Sementara, etika pemasaran Syariah menggabungkan prinsip maximisasi nilai dengan prinsip pemerataan dan keadilan bagi kesejahteraan masyarakat.

 

c. Etika Bisnis Syariah dalam Pembiayaan

 

Pembiayaan syariah sama pentingnya dengan proses produksi itu sendiri kepada para Muslimpreneur. Hal ini disebabkan oleh fakta bahwa muslim diikat oleh prinsip-prinsip Islam dalam setiap aspek kehidupan mereka.
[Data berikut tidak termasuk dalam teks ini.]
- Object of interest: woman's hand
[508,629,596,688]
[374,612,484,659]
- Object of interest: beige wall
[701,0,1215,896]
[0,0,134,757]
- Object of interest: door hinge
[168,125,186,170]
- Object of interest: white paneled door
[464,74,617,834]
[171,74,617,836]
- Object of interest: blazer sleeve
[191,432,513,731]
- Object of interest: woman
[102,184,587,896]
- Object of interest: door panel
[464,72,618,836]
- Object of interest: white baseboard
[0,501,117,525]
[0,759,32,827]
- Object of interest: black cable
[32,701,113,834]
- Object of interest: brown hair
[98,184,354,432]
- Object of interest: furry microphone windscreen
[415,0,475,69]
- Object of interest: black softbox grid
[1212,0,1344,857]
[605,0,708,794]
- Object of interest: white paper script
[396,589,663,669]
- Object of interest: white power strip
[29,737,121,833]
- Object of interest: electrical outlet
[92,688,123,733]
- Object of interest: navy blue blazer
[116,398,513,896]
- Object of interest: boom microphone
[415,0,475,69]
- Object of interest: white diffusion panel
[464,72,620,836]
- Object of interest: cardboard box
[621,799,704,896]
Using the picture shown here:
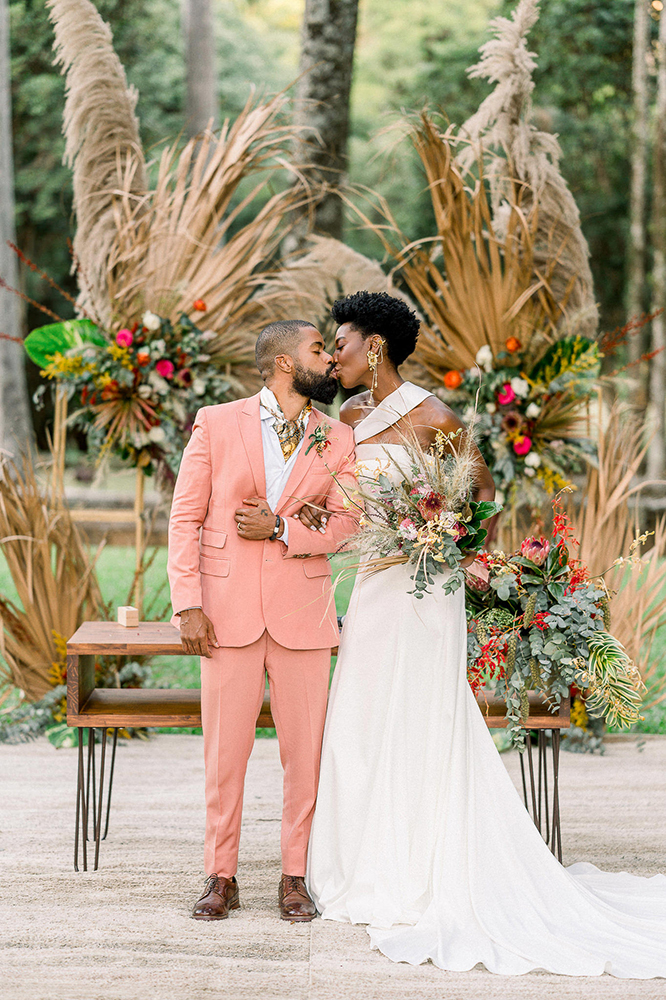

Dalam konteks ini, untuk mendapatkan penghasilan halal, setiap kegiatan seorang muslim harus dilakukan sesuai dengan prinsip Syariat. Tiga kekhawatiran utama pembiayaan syariah adalah harus bebas dari unsur kepentingan (riba), ketidakpastian (gharar) dan perjudian (maysir). Larangan semua elemen ini dapat dimampingkan dalam teks Syariat.

 

d.  Etika Bisnis Syariah pada Karyawan Sumber Daya

Manusia adalah aset paling berharga dari sebuah perusahaan karena mereka adalah kekuatan pendorong perusahaan. Hubungan antara pengusaha dan karyawan masuk dalam kategori habluminannas. Dengan demikian, Islam merekomendasikan bahwa hubungan antara pengusaha dan karyawan harus dibangun berdasarkan kerangka Islam. Responden dibagi manajemen sumber daya manusia Islam dalam dua situasi, yaitu hubungan dengan karyawan dan pekerjaan.